Artikel 15 nader onderzoek

  • 1

    Indien na afloop van de zitting maar voordat het advies wordt opgesteld, nader onderzoek wenselijk blijkt te zijn, kan de voorzitter uit eigener beweging of op verlangen van de commissie dit onderzoek houden.

  • 2

    De uit het onderzoek verkregen informatie wordt in afschrift aan de leden van de commissie, het verwerend orgaan en de belanghebbenden toegezonden.

  • 3

    De leden van de commissie, het verwerend orgaan en de belanghebbenden kunnen binnen een week na verzending van de in het eerste lid bedoelde informatie aan de voorzitter van de commissie een verzoek richten tot het beleggen van een nieuwe hoorzitting.
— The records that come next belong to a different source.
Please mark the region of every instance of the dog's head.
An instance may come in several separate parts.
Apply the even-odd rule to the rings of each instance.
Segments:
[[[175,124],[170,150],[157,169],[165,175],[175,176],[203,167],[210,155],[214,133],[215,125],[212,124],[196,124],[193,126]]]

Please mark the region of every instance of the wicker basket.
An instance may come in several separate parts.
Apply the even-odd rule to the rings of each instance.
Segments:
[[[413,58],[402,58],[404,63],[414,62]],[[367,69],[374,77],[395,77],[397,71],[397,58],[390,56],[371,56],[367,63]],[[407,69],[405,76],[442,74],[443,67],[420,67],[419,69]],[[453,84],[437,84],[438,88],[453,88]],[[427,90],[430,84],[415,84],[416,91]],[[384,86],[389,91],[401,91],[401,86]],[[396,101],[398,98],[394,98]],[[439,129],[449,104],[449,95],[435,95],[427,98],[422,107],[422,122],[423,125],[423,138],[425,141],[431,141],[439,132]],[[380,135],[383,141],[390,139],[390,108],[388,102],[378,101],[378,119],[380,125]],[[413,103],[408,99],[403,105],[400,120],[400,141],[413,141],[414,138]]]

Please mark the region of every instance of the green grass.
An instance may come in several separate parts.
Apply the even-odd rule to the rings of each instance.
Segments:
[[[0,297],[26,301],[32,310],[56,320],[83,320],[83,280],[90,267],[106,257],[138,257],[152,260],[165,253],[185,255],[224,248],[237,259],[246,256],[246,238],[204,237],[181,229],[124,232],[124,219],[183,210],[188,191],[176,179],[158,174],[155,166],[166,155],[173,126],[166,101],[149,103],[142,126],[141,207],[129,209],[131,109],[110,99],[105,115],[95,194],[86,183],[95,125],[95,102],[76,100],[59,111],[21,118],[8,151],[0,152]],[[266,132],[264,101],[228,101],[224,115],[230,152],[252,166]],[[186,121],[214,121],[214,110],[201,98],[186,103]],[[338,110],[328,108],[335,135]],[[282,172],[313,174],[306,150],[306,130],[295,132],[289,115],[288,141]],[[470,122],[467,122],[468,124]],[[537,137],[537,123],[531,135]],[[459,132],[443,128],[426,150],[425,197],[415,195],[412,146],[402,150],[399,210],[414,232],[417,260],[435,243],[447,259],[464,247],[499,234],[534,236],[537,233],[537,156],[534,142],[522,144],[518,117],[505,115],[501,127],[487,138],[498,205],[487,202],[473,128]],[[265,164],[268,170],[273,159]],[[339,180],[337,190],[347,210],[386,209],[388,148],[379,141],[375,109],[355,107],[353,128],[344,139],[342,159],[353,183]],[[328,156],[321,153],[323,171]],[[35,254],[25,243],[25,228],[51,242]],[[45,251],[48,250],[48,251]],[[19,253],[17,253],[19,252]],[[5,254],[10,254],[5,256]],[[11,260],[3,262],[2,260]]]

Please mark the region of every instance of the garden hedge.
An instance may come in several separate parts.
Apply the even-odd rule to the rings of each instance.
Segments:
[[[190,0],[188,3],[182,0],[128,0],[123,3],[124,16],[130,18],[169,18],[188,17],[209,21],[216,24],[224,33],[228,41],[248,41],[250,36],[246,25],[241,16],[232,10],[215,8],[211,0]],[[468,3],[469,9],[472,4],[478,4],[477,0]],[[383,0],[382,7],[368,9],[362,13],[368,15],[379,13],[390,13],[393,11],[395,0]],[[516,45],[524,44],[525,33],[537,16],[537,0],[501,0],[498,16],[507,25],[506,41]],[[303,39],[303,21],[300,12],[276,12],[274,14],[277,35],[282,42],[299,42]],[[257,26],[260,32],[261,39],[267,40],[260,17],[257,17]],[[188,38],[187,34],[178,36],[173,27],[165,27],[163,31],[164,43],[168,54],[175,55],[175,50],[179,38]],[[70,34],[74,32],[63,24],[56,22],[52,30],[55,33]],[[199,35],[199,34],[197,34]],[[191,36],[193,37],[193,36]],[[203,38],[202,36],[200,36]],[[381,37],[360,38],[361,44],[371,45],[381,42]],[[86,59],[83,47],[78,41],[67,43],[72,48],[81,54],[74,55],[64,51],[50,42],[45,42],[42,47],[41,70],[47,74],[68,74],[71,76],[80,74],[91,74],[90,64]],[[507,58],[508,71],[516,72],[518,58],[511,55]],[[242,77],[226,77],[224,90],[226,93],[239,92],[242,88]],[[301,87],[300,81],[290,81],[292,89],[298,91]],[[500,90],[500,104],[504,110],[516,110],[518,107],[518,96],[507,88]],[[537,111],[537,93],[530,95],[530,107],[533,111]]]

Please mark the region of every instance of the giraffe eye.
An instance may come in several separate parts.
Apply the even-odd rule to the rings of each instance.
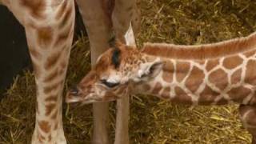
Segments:
[[[108,86],[108,87],[110,87],[110,88],[114,87],[114,86],[119,85],[119,82],[116,82],[116,83],[114,83],[114,82],[107,82],[106,79],[102,79],[101,82],[102,82],[102,84],[104,84],[105,86]]]

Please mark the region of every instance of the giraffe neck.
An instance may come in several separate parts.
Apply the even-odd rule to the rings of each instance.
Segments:
[[[256,50],[211,59],[161,58],[162,70],[139,87],[148,94],[194,105],[255,103]]]

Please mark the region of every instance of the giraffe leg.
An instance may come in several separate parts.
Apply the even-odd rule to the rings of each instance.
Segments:
[[[136,0],[115,0],[112,14],[113,27],[117,38],[123,39],[130,23],[137,34],[140,26],[140,12],[137,8]]]
[[[252,144],[256,144],[256,106],[241,105],[239,114],[243,126],[252,134]]]
[[[65,144],[62,96],[73,39],[74,1],[21,0],[6,6],[25,27],[35,75],[32,143]]]
[[[127,30],[132,21],[135,26],[139,26],[138,22],[138,10],[135,11],[136,1],[130,0],[115,0],[115,6],[112,14],[113,27],[115,35],[121,40],[125,41],[126,44],[135,45],[126,42],[124,35],[127,33]],[[137,20],[137,22],[136,22]],[[138,30],[136,27],[134,30]],[[130,30],[132,30],[130,29]],[[134,34],[130,35],[131,39],[134,39]],[[134,42],[134,41],[133,41]],[[118,100],[117,103],[117,118],[116,118],[116,130],[115,130],[115,144],[128,144],[129,143],[129,97],[122,97]]]
[[[103,1],[78,0],[80,13],[89,36],[91,62],[95,64],[98,57],[109,47],[110,22],[102,9]],[[94,133],[92,143],[110,143],[108,128],[108,102],[93,104]]]

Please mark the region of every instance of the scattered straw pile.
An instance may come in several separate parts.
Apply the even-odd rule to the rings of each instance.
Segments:
[[[199,44],[247,35],[256,30],[256,1],[140,0],[142,28],[138,44],[166,42]],[[89,42],[72,50],[66,88],[90,70]],[[0,143],[29,143],[34,125],[33,74],[16,78],[0,104]],[[64,129],[69,143],[89,143],[91,105],[64,104]],[[150,96],[134,96],[130,104],[130,143],[249,143],[238,118],[238,106],[175,105]],[[111,102],[110,135],[114,135],[115,105]]]

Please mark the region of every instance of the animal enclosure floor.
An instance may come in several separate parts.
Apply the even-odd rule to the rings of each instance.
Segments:
[[[246,36],[256,30],[254,0],[139,0],[142,12],[138,46],[142,42],[201,44]],[[90,70],[87,37],[74,46],[66,90]],[[25,71],[0,101],[0,144],[30,143],[34,126],[34,75]],[[91,105],[63,105],[68,143],[89,143],[92,137]],[[238,106],[177,105],[146,95],[130,99],[130,139],[135,144],[250,143]],[[114,136],[115,103],[110,106],[110,135]]]

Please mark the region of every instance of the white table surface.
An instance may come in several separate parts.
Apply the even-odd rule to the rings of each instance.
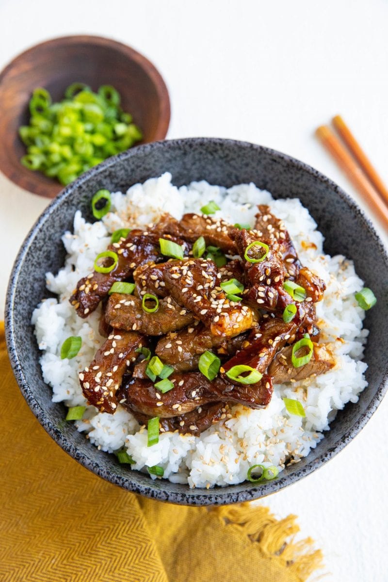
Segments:
[[[232,137],[286,152],[330,176],[368,213],[314,131],[341,113],[388,182],[387,18],[387,0],[0,0],[0,66],[60,35],[126,42],[166,81],[168,137]],[[0,174],[1,306],[17,250],[48,203]],[[339,455],[265,500],[280,516],[299,516],[303,535],[323,551],[325,579],[388,579],[387,413],[386,399]]]

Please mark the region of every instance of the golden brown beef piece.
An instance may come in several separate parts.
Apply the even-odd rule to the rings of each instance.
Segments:
[[[327,344],[313,343],[314,350],[308,364],[294,368],[291,358],[293,346],[287,346],[279,352],[271,362],[268,372],[273,376],[273,382],[281,384],[290,380],[302,380],[309,376],[319,376],[336,364],[333,352]]]
[[[200,324],[161,338],[155,352],[163,363],[183,372],[197,370],[201,354],[207,350],[215,348],[220,355],[233,355],[241,349],[247,338],[246,333],[229,338],[212,335],[207,328]]]
[[[254,325],[251,310],[229,301],[218,286],[220,274],[211,260],[190,259],[164,273],[166,287],[180,305],[208,327],[212,335],[238,335]]]
[[[260,382],[249,386],[236,386],[220,377],[211,382],[201,372],[175,372],[169,379],[174,388],[161,394],[150,380],[126,377],[118,399],[136,413],[169,418],[211,402],[233,402],[250,408],[263,408],[269,403],[272,395],[272,377],[266,375]]]
[[[147,339],[135,332],[111,334],[90,365],[79,374],[82,391],[90,404],[100,412],[113,414],[123,375],[138,355],[136,349],[145,345]]]
[[[123,406],[125,406],[125,403],[123,403]],[[148,420],[152,418],[138,412],[134,413],[129,406],[127,408],[141,424],[147,426]],[[178,431],[182,434],[190,434],[197,436],[220,420],[226,418],[230,410],[229,404],[225,402],[215,402],[198,406],[186,414],[180,414],[169,418],[161,418],[161,432],[173,432]]]
[[[160,299],[158,310],[147,313],[143,308],[141,299],[114,293],[106,304],[105,320],[116,329],[131,329],[145,335],[163,335],[181,329],[192,324],[194,318],[192,313],[170,297]]]
[[[297,326],[292,321],[285,323],[283,320],[270,318],[263,320],[252,332],[249,345],[237,352],[233,357],[222,365],[222,375],[229,382],[226,372],[236,365],[248,365],[264,374],[276,353],[295,334]]]

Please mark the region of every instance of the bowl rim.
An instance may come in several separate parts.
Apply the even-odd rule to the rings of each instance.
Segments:
[[[159,487],[155,487],[154,481],[151,479],[149,480],[149,483],[147,485],[140,485],[133,482],[130,480],[130,471],[129,472],[128,475],[125,478],[122,478],[116,474],[112,474],[107,471],[91,459],[88,459],[76,446],[70,443],[60,431],[45,417],[44,411],[38,400],[34,398],[33,389],[30,388],[26,380],[23,370],[19,363],[15,345],[12,309],[17,278],[21,265],[29,249],[31,241],[35,236],[35,233],[39,230],[42,223],[46,221],[54,210],[61,204],[62,200],[65,200],[71,193],[76,190],[81,184],[87,182],[90,177],[95,174],[98,174],[105,169],[114,165],[118,161],[127,159],[133,156],[138,155],[138,153],[151,153],[152,150],[163,148],[166,147],[180,147],[182,144],[188,145],[191,147],[201,147],[209,142],[215,146],[229,144],[230,146],[237,146],[242,148],[253,148],[258,151],[264,152],[266,154],[275,156],[278,159],[286,162],[287,164],[290,164],[296,166],[300,170],[307,172],[311,176],[319,180],[321,183],[325,184],[333,189],[336,193],[346,203],[354,212],[357,212],[361,215],[361,218],[369,230],[370,235],[374,238],[376,243],[379,247],[380,253],[388,270],[388,254],[387,254],[387,250],[369,219],[365,215],[363,210],[358,207],[354,200],[334,182],[318,172],[318,170],[315,169],[304,162],[293,158],[287,154],[283,154],[270,148],[247,141],[213,137],[180,138],[145,144],[119,154],[113,157],[108,158],[99,165],[88,170],[74,182],[66,186],[41,214],[26,237],[12,268],[8,284],[5,304],[5,323],[6,340],[10,363],[15,378],[22,393],[33,413],[38,418],[46,431],[52,436],[57,444],[70,455],[70,456],[73,457],[73,459],[79,461],[84,467],[88,469],[106,481],[115,484],[119,484],[124,489],[140,494],[145,497],[156,499],[161,501],[170,501],[173,503],[186,505],[220,505],[253,501],[275,493],[293,483],[296,482],[301,478],[306,477],[313,471],[322,466],[327,461],[332,459],[340,450],[348,444],[354,436],[359,432],[371,417],[388,389],[388,365],[387,365],[384,372],[383,381],[365,410],[357,418],[354,424],[343,434],[341,439],[336,443],[335,446],[330,448],[328,451],[323,452],[311,464],[307,464],[306,466],[301,469],[298,469],[297,466],[291,473],[286,476],[285,478],[280,478],[279,480],[275,480],[275,481],[264,484],[259,487],[255,487],[254,486],[247,489],[235,492],[233,491],[233,489],[232,490],[229,489],[229,487],[233,488],[236,487],[236,485],[233,485],[226,487],[219,487],[215,488],[214,489],[209,489],[208,492],[203,489],[188,489],[187,492],[186,491],[170,492],[165,489],[161,489]],[[152,178],[154,176],[149,177]],[[306,458],[308,458],[308,457]],[[241,485],[241,484],[239,484]],[[175,500],[171,499],[171,498],[175,498],[176,499]]]
[[[155,66],[146,56],[129,45],[108,37],[92,34],[65,35],[48,38],[28,47],[14,56],[0,70],[0,95],[2,87],[6,83],[7,77],[10,73],[12,74],[14,68],[22,63],[26,57],[28,58],[31,54],[33,55],[37,49],[44,48],[47,50],[55,50],[58,47],[77,44],[114,49],[120,52],[127,59],[137,63],[145,71],[155,87],[160,104],[158,125],[152,137],[152,141],[163,140],[167,135],[171,118],[170,97],[165,81]],[[6,87],[6,85],[5,86]],[[56,196],[63,190],[63,186],[54,179],[50,180],[49,184],[42,181],[43,176],[40,172],[30,171],[28,178],[23,173],[17,173],[15,176],[13,166],[8,163],[8,159],[0,156],[0,171],[13,183],[19,187],[29,191],[32,190],[34,194],[48,198]]]

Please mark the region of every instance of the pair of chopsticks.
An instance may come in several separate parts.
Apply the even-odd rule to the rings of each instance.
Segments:
[[[315,134],[368,207],[388,227],[388,190],[341,116],[336,115],[332,122],[348,150],[328,125],[321,125]]]

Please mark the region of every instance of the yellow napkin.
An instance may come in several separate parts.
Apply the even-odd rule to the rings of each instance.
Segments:
[[[0,323],[0,580],[300,582],[321,566],[294,516],[137,497],[62,450],[19,392]]]

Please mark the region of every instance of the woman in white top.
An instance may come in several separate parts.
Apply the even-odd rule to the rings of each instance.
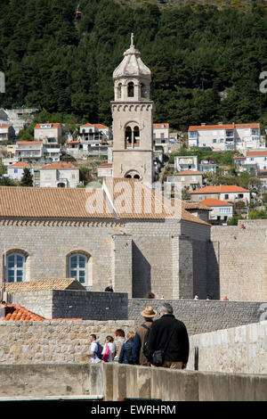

De voorzitter beslist omtrent een dergelijk verzoek.

  • 4

    Op een nieuwe hoorzitting, als bedoeld in het derde lid, zijn de bepalingen in deze verordening, die betrekking hebben op de hoorzitting zoveel mogelijk van overeenkomstige toepassing.

Artikel 16 raadkamer en advies

  • 1

    De commissie beraadslaagt en beslist achter gesloten deuren over het door haar uit te brengen advies.

  • 2
    • a.

      De commissie beslist bij meerderheid van stemmen over het uit te brengen advies.

    • b.

      Indien bij een stemming de stemmen staken, beslist de stem van de voorzitter.

    • c.

      Van een minderheidsstandpunt wordt bij een advies melding gemaakt, indien de minderheid dat verlangt.

  • 3

    Het advies geeft gemotiveerd aan hoe volgens de commissie het te nemen besluit op het bezwaar- of beroepschrift dient te luiden.

  • 4

    Het advies wordt door de voorzitter en de secretaris van de commissie ondertekend.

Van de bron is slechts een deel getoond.